In campaign rallies, he attacked on President Barack Obama’s signature healthcare law mercilessly. He whipped crowds into a frenzy with his vow to halt the increase in premiums and insurer exits from the marketplace.
“Job-killing Obamacare is just one more way the system is rigged!” he said during an October campaign rally.
Trump promised to repeal the law on “day one.” Fives months into his presidency, healthcare overhaul is proving more complicated for Trump than the rhetoric.
And a big part of the blame for the sluggish effort appears to lay squarely on Trump’s shoulders. He has contradicted his own party’s leadership, over-promised, and distracted from his own agenda. Analysts and frustrated members of his own party say he has helped increase the possibility that the law he railed against for so long stays in place.
Promises he can’t keep
On the campaign trail and after his election victory, Trump made grandiose promises about the end result of the Republican healthcare bill.
In interviews before and after the election, Trump promised to cover “everyone” under his Obamacare replacement. He promised that costs for people would come down, that the government would pay less, that no one with a preexisting condition would be denied coverage. He also vowed robust competition in the insurance marketplace.
That defined the debate in Obamacare’s terms. Instead of talking about free-market principles, as Republicans had for years whe advocating for the ACA’s repeal, the debate was framed around how many people would maintain coverage. Instead of talking about streamlining the market, Trump suggested it needed to become even bigger.
“It’s going to be — what my plan is is that I want to take care of everybody,” Trump said in an ABC interview right after he took office. “I’m not going to leave the lower 20% that can’t afford insurance.”
The president even promised not to touch entitlements, including Medicaid. Any repeal of Obamacare, however, inevitably would have to deal with the ACA’s expansion of the Medicaid program.
The results haven’t been pretty. Based on projections from the Congressional Budget Office, the Senate’s bill would slash Medicaid funding, increase the number of uninsured to 49 million in 2026, raise costs for older and sicker Americans, and increase deductibles.
Soon after the election, an idea from Republican leadership emerged: Pass a law that would set a deadline for the repeal, possibly after the 2020 election, and give members a few years to work out a replacement bill.
Trump, however, insisted that the repeal and replace should happen “simultaneously.” And he said he wanted it done as soon “a few weeks” after he took office.

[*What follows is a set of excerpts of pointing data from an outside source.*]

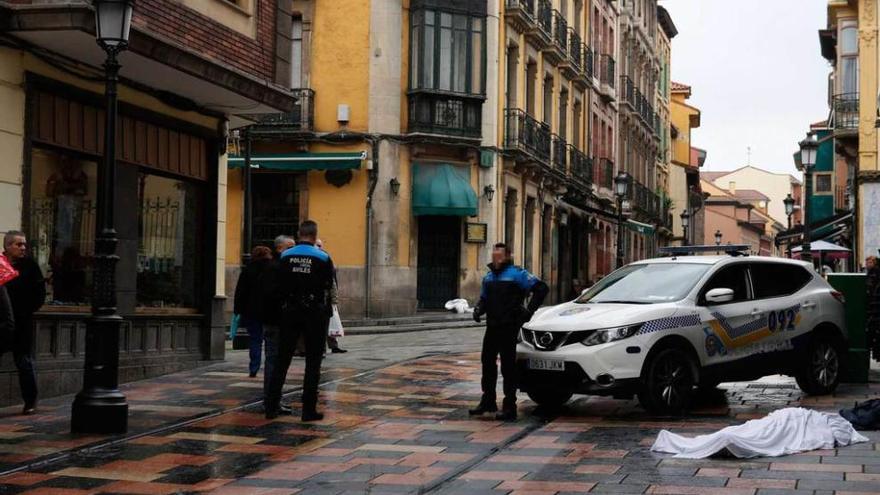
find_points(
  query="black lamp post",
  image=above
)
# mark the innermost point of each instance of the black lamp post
(809, 150)
(789, 210)
(100, 407)
(685, 222)
(621, 187)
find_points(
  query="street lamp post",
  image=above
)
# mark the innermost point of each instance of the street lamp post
(621, 186)
(789, 210)
(685, 222)
(100, 407)
(809, 148)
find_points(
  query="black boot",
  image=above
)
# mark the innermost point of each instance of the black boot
(484, 407)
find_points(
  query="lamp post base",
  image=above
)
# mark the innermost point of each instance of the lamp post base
(99, 411)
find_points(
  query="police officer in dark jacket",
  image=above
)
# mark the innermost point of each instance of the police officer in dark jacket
(305, 279)
(504, 291)
(27, 292)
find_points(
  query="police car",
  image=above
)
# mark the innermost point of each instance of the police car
(663, 328)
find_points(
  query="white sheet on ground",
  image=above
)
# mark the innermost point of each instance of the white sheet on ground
(782, 432)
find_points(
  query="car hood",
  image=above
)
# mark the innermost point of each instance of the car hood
(570, 317)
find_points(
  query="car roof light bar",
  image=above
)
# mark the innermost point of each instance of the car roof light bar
(731, 249)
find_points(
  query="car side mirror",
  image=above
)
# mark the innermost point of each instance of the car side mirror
(719, 295)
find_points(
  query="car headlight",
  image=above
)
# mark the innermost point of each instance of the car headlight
(611, 335)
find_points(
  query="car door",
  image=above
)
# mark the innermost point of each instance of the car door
(728, 327)
(778, 295)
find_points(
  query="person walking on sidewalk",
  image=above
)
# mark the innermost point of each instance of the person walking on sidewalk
(305, 279)
(332, 342)
(27, 292)
(872, 306)
(249, 303)
(504, 291)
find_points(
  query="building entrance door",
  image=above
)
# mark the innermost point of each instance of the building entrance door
(439, 260)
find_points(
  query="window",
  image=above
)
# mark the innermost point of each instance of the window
(822, 184)
(296, 40)
(448, 52)
(62, 224)
(734, 277)
(775, 279)
(169, 262)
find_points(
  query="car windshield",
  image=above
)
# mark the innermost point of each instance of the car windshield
(646, 284)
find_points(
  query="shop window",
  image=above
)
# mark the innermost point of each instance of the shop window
(171, 223)
(61, 224)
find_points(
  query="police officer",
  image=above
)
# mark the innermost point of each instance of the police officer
(305, 280)
(504, 291)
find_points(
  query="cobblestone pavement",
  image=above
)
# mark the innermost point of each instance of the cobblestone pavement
(397, 423)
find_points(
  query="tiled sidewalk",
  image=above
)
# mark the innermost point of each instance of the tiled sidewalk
(404, 429)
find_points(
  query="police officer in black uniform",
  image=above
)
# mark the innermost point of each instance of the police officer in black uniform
(504, 291)
(304, 282)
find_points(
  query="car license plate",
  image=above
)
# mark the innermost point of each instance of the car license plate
(546, 365)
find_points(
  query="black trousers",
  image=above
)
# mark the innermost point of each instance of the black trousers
(312, 325)
(499, 340)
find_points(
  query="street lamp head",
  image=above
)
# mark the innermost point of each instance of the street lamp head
(809, 150)
(685, 218)
(621, 184)
(789, 204)
(113, 23)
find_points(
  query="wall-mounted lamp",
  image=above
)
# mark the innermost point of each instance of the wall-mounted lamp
(489, 192)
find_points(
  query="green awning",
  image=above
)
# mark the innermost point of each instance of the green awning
(443, 189)
(301, 161)
(641, 228)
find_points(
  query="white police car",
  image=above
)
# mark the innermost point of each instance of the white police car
(660, 328)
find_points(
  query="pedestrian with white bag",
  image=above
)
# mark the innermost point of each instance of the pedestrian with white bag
(334, 328)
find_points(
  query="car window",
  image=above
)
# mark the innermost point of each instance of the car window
(646, 283)
(777, 279)
(733, 277)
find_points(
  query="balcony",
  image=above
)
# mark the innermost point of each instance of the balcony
(845, 108)
(603, 175)
(540, 34)
(557, 52)
(445, 114)
(580, 165)
(559, 149)
(526, 136)
(520, 14)
(300, 119)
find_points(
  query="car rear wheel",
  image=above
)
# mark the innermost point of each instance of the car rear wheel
(550, 397)
(668, 382)
(820, 371)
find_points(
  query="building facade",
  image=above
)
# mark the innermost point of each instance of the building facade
(190, 65)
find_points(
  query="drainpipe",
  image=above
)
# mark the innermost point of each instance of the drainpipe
(373, 180)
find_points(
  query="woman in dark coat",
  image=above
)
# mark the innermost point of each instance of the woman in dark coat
(250, 302)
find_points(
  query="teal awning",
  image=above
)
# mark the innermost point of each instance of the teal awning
(301, 161)
(443, 189)
(641, 228)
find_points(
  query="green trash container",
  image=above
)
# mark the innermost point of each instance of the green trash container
(858, 362)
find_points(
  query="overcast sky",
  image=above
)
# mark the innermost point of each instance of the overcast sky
(756, 73)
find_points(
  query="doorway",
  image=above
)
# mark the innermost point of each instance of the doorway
(439, 260)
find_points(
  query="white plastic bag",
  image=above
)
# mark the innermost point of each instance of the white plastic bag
(335, 329)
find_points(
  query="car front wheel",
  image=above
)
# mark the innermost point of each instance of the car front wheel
(551, 398)
(668, 382)
(820, 372)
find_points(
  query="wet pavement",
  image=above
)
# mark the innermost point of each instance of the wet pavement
(397, 423)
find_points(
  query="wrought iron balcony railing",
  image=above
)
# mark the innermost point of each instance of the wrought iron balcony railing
(560, 153)
(525, 134)
(301, 118)
(444, 114)
(846, 111)
(580, 165)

In doing so, he prompted a course correction that forced repeal and replace into one bill and getting it passed as soon as possible.

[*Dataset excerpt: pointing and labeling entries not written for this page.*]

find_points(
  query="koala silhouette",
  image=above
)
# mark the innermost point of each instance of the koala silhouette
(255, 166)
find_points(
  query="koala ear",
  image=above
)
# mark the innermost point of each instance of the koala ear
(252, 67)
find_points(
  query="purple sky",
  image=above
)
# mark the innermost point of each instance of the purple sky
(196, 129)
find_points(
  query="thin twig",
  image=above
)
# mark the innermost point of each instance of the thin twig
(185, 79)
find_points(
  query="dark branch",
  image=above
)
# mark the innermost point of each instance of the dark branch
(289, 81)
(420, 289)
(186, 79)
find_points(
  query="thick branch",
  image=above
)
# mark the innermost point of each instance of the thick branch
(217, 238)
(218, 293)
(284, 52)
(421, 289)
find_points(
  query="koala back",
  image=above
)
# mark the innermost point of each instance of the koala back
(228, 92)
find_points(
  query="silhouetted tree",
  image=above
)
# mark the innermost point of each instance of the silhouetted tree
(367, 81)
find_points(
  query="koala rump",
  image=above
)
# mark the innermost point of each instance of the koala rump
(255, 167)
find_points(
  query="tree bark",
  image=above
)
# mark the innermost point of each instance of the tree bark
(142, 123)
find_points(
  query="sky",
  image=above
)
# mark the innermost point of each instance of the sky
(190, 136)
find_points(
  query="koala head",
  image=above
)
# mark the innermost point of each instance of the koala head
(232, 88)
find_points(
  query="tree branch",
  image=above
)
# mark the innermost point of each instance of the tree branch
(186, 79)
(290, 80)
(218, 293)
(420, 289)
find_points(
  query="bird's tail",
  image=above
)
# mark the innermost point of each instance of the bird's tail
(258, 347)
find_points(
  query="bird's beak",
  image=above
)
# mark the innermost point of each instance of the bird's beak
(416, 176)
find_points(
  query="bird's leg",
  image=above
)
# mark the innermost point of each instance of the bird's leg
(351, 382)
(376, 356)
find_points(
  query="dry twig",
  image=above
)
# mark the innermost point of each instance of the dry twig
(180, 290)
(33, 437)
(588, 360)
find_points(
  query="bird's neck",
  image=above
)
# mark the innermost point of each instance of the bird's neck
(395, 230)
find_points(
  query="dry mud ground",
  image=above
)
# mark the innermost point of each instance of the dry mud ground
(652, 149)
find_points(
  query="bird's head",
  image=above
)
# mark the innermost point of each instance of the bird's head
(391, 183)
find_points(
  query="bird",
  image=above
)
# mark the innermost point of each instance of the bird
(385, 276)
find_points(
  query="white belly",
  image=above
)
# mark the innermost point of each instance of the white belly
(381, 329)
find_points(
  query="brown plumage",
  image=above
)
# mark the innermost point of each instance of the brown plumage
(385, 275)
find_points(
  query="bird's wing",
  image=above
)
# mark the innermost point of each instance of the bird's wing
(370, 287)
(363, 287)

Sen. Susan Collins of Maine, a more moderate member of the GOP conference, expressed frustration about Trump’s decision after leadership delayed a vote on the chamber’s legislation.

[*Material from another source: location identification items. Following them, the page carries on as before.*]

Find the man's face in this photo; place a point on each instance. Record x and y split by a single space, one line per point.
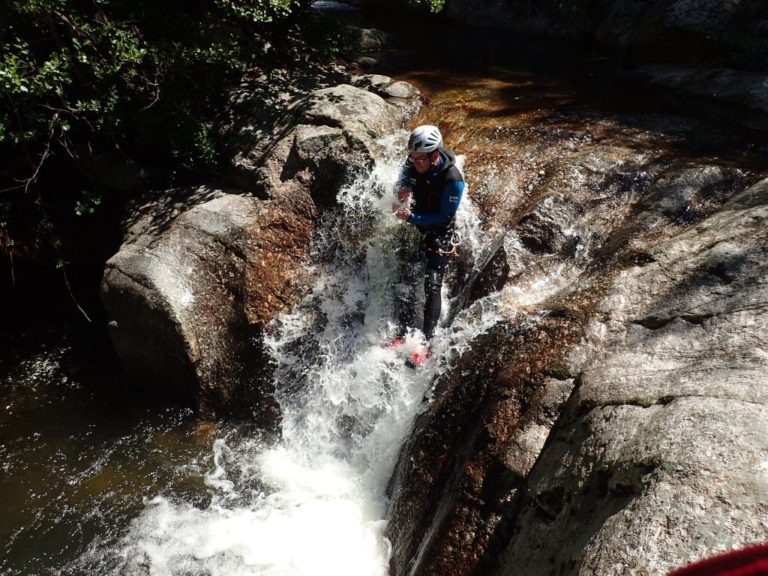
421 161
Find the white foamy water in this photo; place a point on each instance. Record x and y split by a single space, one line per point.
313 504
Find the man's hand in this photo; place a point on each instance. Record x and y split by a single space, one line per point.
404 195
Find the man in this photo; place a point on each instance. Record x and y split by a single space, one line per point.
430 191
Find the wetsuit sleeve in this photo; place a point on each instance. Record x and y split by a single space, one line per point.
404 177
449 203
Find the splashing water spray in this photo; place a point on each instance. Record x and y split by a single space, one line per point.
313 503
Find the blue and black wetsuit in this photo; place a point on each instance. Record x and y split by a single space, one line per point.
436 198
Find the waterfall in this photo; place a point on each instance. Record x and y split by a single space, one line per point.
313 502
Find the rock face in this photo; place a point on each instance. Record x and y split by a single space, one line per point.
660 455
713 56
568 429
202 271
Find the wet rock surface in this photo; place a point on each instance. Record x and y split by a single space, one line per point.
658 458
202 271
624 234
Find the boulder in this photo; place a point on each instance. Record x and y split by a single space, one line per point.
328 137
597 208
659 456
200 272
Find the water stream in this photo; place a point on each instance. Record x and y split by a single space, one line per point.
95 485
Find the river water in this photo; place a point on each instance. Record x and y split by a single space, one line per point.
96 483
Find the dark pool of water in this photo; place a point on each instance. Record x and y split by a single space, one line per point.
80 454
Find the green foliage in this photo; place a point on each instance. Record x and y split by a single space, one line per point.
139 79
433 6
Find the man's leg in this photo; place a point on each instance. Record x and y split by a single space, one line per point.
435 250
433 284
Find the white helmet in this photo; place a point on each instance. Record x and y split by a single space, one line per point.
425 138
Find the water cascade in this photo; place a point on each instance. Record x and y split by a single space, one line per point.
314 501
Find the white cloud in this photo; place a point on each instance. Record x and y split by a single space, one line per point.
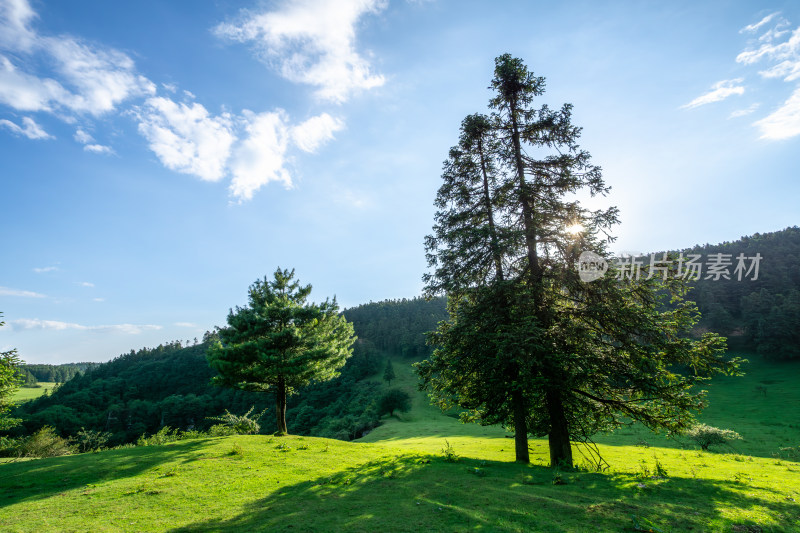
784 122
259 158
82 137
316 131
98 149
5 291
103 78
311 42
745 111
719 91
24 92
786 54
754 27
186 138
37 324
90 146
30 129
15 16
98 79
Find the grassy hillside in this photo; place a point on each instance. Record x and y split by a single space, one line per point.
401 481
24 394
252 484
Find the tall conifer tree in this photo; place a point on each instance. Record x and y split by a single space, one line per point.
529 344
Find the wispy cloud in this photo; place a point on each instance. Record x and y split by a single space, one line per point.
754 27
784 122
187 138
259 159
250 148
29 129
785 55
719 91
5 291
89 145
314 132
311 42
744 112
37 324
782 54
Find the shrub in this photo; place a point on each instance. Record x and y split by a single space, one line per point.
706 436
163 436
89 440
220 430
394 400
241 425
44 443
449 453
9 446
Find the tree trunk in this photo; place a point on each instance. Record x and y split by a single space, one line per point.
527 207
487 199
520 427
280 407
560 449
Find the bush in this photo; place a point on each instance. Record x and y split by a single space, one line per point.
394 400
706 436
163 436
241 425
220 430
44 443
9 446
90 440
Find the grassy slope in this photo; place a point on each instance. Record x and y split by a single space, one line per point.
400 482
24 394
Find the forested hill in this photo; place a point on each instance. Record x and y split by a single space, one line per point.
33 373
398 326
141 391
763 314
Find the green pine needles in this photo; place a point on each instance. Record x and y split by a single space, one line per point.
281 343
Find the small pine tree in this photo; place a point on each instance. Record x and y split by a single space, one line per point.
388 374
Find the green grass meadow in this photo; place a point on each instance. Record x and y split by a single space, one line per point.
397 478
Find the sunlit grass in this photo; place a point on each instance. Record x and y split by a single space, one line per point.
401 481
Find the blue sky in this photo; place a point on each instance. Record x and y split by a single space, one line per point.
158 157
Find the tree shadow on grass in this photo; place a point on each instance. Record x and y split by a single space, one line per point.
37 479
425 493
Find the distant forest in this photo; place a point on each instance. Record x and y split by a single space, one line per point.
142 391
33 374
169 385
763 315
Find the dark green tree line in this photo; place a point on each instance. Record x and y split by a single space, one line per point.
9 382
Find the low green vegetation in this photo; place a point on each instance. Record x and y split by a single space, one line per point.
23 394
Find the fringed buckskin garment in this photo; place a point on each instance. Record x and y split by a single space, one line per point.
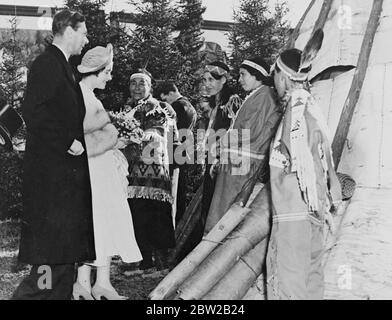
222 117
244 152
304 186
149 189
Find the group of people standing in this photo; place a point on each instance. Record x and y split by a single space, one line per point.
89 195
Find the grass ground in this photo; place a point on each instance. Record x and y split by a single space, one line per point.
136 287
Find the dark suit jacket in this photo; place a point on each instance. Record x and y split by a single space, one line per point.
57 223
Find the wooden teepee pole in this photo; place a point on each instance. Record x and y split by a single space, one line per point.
357 83
295 34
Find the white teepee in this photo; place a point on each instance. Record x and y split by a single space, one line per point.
359 262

“This president is the first president in our history who has had neither political nor military experience,” Collins said. “Thus, it has been a challenge to him to learn how to interact with Congress and how to push his agenda forward. I also believe it would have been better had the president started with infrastructure, which has bipartisan support, rather than tackling a political divisive and technically complicated issue like healthcare.”
Now, after insisting on speed and a concurrent replacement, Trump is floating the idea of delaying the process.
“If Republican Senators are unable to pass what they are working on now, they should immediately REPEAL, and then REPLACE at a later date!” Trump tweeted Friday, reversing his previous roadmap.
But there no longer appears to be any appetite for that process. According to Axios’ Caitlin Owens, a senior GOP aide said there was “zero” chance a full repeal and then replace process could happen in the Senate.
There may be no broad support, but it could embolden conservative holdouts like Sen. Rand Paul to hold their ground. Paul tweeted his support for Trump’s idea on Friday. Another GOP aide told Axios that the rapidly changing statements from Trump could slow everything down.
“Not really seeing anything happening in July if this keeps up,” the aide said.
Two serious political missteps from Trump and his team have damaged the Obamacare repeal process and allowed Democrats to take advantage.
The first came during a White House meeting about the healthcare push with Republican senators.
Trump called the House’s version of the healthcare overhaul “mean.” Weeks later, during a Fox News interview, he confirmed he used the term.
That has become a rallying cry for Democrats, who are already preparing to use the comment in ads against Republicans running in the 2018 midterms elections.
And during the Senate’s negotiating process, the decision by a pro-Trump nonprofit group to run ads attacking GOP Sen. Dean Heller for his initial opposition mystified party leaders including Senate Majority Leader Mitch McConnell. Heller, up for reelection next year in Nevada, a state which Hillary Clinton won in 2016, is supportive of Obamacare’s Medicaid expansion.
McConnell was reportedly annoyed at the ads and called White House Chief of Staff Reince Priebus to tell him they were “beyond stupid.” Heller even reportedly made a joke about the ads during a White House meeting of the GOP conference on Tuesday.
By Wednesday, the group had pulled the ads from the air.